Tech founder David Bateman, a prominent Utah Republican party funder, posted an Instagram story apologizing for an email he sent alleging that COVID vaccines are a Jewish plot to exterminate people. In the apology, which featured a photo of the Dome of the Rock as its background, he affirmed his “great love for the Jewish people” and, two paragraphs later, clarified that his “beef is with the Khabbalist central banking, secret society Jews, not the amazing, humble, and industrious Jewish people.” Whatever that means.

As increasing numbers of public figures of all kinds have compared the Holocaust to vaccine mandates — notably and repeatedly Rep. Marjorie Taylor Greene, but she is far from alone — the apologies have come in nearly as great numbers.

For years now, the Notes app apology has been the go-to move for canceled public figures; the antisemitism apology is an inevitable sub-genre. In an unadorned screenshot of a statement typed into the Notes app on their iPhone and posted to Twitter and Instagram, the chagrined celebrity would own the misstep, say sorry and promise to be better. The tactic avoids the character limits of Tweets and looks spur-of-the moment and heartfelt, even if it actually went through a PR team.

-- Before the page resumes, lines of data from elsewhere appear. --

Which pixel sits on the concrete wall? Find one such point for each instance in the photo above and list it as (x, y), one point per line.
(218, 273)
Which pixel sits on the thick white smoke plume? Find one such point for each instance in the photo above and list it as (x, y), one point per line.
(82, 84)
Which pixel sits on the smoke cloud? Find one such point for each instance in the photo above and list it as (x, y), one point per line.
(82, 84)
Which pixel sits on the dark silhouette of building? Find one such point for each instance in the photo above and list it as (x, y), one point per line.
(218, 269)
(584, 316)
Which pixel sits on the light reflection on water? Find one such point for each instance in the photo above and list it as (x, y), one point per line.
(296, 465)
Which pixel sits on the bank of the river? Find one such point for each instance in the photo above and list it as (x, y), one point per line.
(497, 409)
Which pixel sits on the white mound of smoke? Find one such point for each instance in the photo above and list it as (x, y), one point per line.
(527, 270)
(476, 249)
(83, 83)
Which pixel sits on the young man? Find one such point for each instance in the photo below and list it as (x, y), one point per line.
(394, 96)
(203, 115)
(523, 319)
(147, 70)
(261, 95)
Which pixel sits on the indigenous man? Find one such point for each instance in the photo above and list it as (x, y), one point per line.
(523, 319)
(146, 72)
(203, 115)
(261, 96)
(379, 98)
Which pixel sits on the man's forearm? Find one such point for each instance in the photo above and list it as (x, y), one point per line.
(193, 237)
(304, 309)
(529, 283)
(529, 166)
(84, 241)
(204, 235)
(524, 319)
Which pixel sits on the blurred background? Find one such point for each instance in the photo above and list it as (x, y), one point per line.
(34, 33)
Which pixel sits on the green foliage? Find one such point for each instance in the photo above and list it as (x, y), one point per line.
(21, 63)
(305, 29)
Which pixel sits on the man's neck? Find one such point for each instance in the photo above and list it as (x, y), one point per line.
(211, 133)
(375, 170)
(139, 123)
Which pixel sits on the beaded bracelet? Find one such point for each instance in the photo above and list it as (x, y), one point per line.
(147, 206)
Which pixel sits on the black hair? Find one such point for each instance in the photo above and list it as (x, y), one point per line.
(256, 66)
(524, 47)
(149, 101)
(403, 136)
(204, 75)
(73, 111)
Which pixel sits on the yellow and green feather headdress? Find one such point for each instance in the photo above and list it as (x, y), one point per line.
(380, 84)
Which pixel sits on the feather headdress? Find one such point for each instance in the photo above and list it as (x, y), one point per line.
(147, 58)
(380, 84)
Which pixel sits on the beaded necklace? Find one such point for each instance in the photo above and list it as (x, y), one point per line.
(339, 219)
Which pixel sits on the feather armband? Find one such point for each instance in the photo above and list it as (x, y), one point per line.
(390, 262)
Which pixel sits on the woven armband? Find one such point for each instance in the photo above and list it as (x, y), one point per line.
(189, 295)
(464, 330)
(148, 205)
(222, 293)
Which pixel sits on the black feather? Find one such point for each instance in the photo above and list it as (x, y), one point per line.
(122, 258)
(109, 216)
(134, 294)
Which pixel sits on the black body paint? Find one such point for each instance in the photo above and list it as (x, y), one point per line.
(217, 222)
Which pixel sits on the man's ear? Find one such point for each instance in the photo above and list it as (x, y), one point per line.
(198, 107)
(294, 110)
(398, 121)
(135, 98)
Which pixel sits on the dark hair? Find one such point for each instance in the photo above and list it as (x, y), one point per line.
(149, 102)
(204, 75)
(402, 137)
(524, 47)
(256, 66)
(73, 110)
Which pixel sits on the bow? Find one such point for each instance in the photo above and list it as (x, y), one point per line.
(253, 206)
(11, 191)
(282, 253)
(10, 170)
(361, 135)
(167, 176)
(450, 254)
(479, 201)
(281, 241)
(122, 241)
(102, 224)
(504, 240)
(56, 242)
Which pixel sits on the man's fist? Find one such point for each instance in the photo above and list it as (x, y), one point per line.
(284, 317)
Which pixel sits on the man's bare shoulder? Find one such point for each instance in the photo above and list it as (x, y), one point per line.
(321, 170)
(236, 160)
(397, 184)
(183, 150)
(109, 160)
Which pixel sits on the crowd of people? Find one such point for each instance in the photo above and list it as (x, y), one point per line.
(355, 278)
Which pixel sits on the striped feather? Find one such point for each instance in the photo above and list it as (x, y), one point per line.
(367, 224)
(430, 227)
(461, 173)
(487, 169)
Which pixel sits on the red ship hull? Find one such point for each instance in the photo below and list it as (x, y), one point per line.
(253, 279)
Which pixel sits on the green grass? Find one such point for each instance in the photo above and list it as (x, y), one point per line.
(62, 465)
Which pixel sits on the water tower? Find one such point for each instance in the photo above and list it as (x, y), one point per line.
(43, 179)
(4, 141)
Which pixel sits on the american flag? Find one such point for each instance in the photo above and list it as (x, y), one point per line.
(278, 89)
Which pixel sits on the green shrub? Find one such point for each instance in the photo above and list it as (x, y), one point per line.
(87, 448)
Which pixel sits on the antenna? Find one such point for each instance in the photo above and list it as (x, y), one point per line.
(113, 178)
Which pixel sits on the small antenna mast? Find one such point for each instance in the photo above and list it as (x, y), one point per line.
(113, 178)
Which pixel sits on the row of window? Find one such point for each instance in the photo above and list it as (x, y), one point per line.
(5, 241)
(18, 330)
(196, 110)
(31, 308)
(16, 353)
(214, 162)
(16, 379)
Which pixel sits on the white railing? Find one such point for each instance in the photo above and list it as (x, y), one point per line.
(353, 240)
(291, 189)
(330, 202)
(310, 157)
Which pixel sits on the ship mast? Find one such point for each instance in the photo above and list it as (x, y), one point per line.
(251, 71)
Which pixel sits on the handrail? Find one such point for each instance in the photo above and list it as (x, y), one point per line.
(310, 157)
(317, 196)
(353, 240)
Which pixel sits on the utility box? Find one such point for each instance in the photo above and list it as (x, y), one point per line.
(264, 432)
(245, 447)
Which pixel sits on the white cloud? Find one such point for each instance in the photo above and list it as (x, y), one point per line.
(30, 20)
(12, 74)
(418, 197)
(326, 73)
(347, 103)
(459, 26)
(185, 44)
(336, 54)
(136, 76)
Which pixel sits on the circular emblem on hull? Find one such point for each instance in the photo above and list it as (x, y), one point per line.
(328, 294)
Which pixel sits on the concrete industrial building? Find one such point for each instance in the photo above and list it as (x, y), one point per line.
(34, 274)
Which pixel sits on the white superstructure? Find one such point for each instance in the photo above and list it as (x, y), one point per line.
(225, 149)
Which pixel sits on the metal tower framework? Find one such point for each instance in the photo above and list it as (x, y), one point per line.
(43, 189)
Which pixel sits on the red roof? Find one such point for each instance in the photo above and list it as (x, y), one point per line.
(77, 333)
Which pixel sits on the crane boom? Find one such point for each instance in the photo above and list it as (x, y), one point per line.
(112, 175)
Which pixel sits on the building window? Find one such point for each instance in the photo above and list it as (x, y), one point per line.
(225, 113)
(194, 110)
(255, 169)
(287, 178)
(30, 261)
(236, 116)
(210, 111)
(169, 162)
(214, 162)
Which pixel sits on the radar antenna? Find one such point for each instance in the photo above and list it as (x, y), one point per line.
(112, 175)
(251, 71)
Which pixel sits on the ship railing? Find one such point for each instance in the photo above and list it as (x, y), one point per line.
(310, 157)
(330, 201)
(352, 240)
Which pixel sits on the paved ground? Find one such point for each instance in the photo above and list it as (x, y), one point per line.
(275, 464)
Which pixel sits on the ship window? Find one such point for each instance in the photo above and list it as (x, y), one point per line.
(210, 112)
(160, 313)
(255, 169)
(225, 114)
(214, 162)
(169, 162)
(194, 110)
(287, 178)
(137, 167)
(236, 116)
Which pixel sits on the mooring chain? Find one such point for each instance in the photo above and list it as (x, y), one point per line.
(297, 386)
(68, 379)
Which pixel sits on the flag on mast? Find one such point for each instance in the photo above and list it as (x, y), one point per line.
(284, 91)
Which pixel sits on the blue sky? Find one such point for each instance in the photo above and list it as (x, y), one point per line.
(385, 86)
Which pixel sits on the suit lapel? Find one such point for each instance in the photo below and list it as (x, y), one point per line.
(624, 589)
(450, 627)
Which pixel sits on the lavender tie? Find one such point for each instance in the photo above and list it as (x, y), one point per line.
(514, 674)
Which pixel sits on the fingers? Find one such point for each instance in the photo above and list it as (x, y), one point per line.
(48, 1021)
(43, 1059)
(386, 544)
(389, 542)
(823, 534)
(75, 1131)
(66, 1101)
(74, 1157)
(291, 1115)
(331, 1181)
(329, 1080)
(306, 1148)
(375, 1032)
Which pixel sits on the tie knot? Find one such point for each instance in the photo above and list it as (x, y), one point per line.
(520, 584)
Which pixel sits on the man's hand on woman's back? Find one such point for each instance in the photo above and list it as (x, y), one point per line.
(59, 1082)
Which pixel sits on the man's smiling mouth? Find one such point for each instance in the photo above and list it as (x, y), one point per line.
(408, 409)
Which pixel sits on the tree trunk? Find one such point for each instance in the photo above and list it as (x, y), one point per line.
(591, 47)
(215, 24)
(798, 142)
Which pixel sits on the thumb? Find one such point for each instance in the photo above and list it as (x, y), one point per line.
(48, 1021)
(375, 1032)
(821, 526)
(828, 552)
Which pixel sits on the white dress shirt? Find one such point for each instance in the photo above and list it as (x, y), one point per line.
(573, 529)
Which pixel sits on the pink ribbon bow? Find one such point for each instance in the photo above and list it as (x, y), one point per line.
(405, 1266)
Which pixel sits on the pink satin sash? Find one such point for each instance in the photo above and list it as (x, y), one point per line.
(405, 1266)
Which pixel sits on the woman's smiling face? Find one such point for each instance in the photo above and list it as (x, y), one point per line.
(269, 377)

The craft of the public apology has become something of performance art. It’s nearly impossible to believe the apologies are sincere — they always feel more as though they’re an attempt to appease the public after a slew of criticism than a sign of any growth in understanding. Yet they also work; they’ve said sorry, and even if we don’t believe them, what more can we reasonably ask for?

Of course, it’s pretty easy for most people to write an apology without any meaningful change, even if they promise actions like going to a Holocaust museum to learn and atone. Greene has apologized for comparing the masks to the the Holocaust, but not for comparing Democrats to Nazis. Bateman didn’t even make it through his apology without reaffirming his antisemitism.

Most of the apologies undercut their sincerity by reaffirming the offender’s righteousness, before supposedly taking responsibility. (“Though I immediately regretted what I said, and even asked the reporter to strike it from the record, I take complete ownership of that mistake,” wrote Paladino, as though part of the blame lies with the reporter who allowed the remark to be publicized.)

In any case, after many politicians and public figures making vaccine mandate-Holocaust comparisons and subsequently apologizing, no one can truly claim ignorance of the fact that the comparison is offensive and antisemitic. They shouldn’t need to apologize; they should already know better.